Allora, che fare? Francesco Verri, cassazionista cinquantenne, ha portato il problema sul tavolo della Corte di Strasburgo. Ed è qui che, utilizzando i precedenti favorevoli, conta di recuperare i crediti dei suoi clienti. Specializzato nel diritto penale dell’economia e della comunicazione, con incarichi universitari e collaborazioni stabili con le case editrici più importanti, Verri ha successivamente fondato, a Roma, lo studio legale Grants dedicato alla tutela dei diritti umani davanti alla Corte di Strasburgo. Davanti, cioè, a un tribunale internazionale che interviene anche in difesa del diritto di proprietà dei cittadini. Come? Condannando lo Stato al pagamento di un danno patrimoniale pari al credito vantato nei suoi confronti e persino dei danni morali per la frustrazione provocata dal ritardo nel pagamento.

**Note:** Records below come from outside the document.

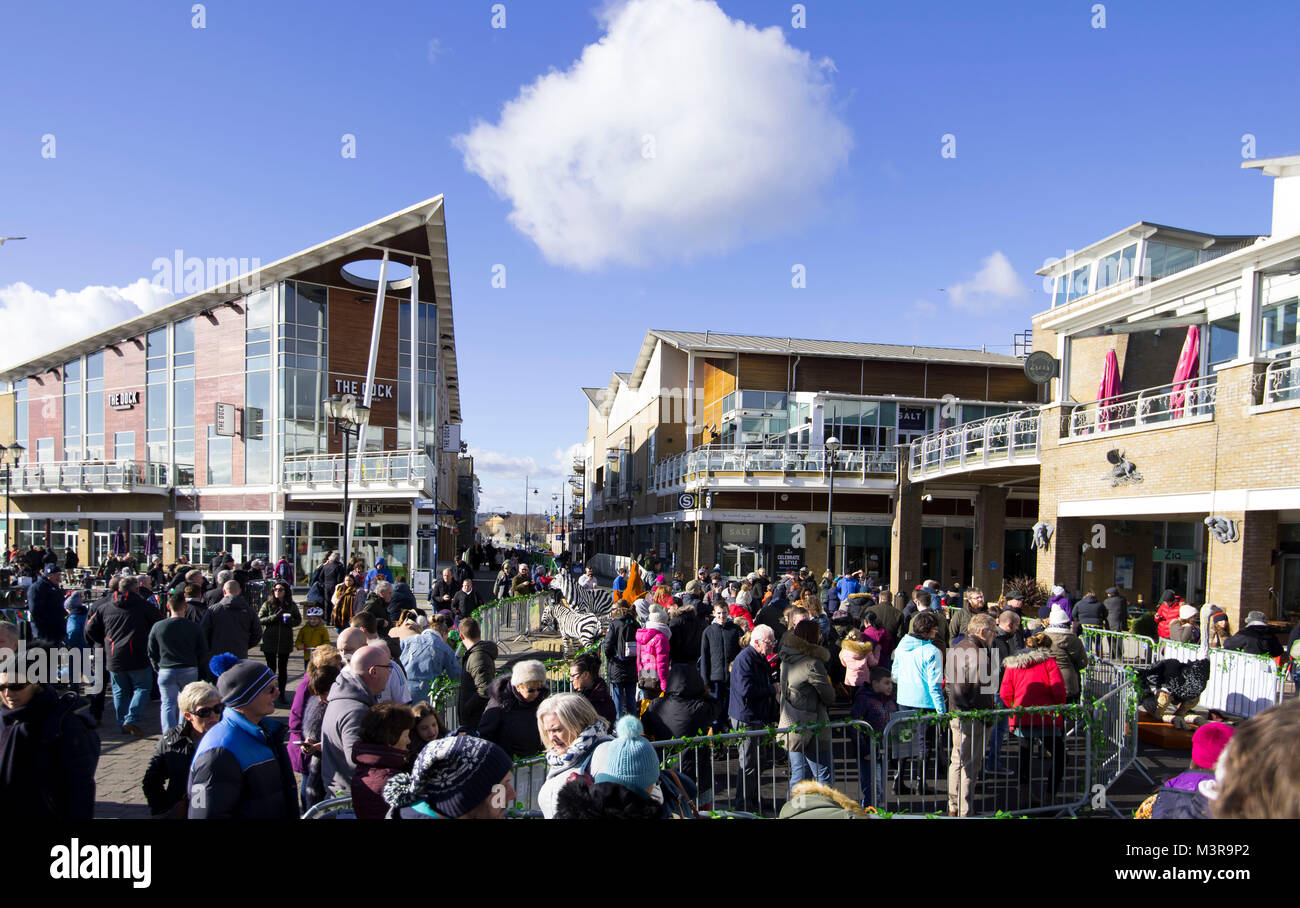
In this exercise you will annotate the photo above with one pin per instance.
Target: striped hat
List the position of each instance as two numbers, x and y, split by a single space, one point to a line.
242 682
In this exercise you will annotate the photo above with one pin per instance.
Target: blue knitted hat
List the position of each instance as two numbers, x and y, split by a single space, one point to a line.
631 760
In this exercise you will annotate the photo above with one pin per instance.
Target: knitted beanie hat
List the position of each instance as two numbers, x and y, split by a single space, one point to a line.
242 682
529 670
453 775
631 760
1208 743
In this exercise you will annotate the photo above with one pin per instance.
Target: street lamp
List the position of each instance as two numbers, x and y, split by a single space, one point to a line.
349 415
832 448
9 455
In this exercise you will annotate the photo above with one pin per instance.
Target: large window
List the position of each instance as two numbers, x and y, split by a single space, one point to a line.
72 411
20 411
95 406
861 423
302 368
182 401
1165 259
220 471
155 397
1117 267
1279 311
258 389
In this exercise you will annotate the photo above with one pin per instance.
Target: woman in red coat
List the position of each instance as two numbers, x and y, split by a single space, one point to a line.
1169 605
1031 678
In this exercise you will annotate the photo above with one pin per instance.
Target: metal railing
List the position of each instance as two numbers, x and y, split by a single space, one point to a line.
1151 407
863 461
1239 683
1006 439
371 468
1118 647
1282 379
90 475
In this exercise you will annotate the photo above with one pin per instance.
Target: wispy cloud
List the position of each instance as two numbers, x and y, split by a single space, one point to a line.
37 321
680 133
991 289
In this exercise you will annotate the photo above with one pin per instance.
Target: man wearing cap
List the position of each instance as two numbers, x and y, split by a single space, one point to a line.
46 602
356 690
241 769
1256 636
454 778
1117 610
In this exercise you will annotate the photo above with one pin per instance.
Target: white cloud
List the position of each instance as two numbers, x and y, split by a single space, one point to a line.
681 132
991 288
37 321
502 478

Una montagna di debiti verso le imprese
“Gli enti locali hanno accumulato una montagna di debiti verso le imprese” racconta Verri. “In base a un rapporto dell’Università Ca’ Foscari di Venezia che ha rielaborato i dati della Corte dei Conti i Comuni italiani che hanno dichiarato il dissesto o stanno per farlo sono 1083, il dieci per cento del totale. Le municipalizzate fallite sono centinaia. L’Aeroporto di Rimini e l’Amia di Palermo, casi noti, sono solo la punta dell’iceberg”.
Le imprese creditrici non ce la fanno a sopportare questo peso e rischiano a loro volta il default. “Il ricorso alla Corte di Strasburgo forse non rappresenta la soluzione ma di certo è un rimedio importante. I giudici europei hanno già pronunciato diverse condanne nei confronti dell’Italia. Diciamo che ho ‘industrializzato il processo’ presentando un centinaio di ricorsi dichiarati ricevibili dalla Corte e dunque ‘non manifestamente infondati’. Se saranno accolti, i creditori avranno il loro denaro”. Sì, perché la vittoria a Strasburgo non resta sulla carta. “La condanna interviene nei confronti dello Stato centrale e non della Provincia di Torino o dell’Azienda sanitaria di Reggio Calabria. Il ricorso, di fatto, permette la sostituzione per via giudiziaria del debitore originario insolvente con il governo, solvibile. E lo Stato rispetta le sentenze e paga sul serio”.
I ricorsi collettivi alla Corte europea
Nell’ultimo anno la law firm Grants ha indirizzato alla Corte europea anche ricorsi collettivi, in pratica delle class action. Costano poco (non ci sono bolli da pagare e la causa si fa a distanza) e valgono decine di milioni di euro. Tutti soldi che mancano dalle tasche degli italiani nel momento più difficile della storia repubblicana. Ma una speranza c’è e passa per Strasburgo.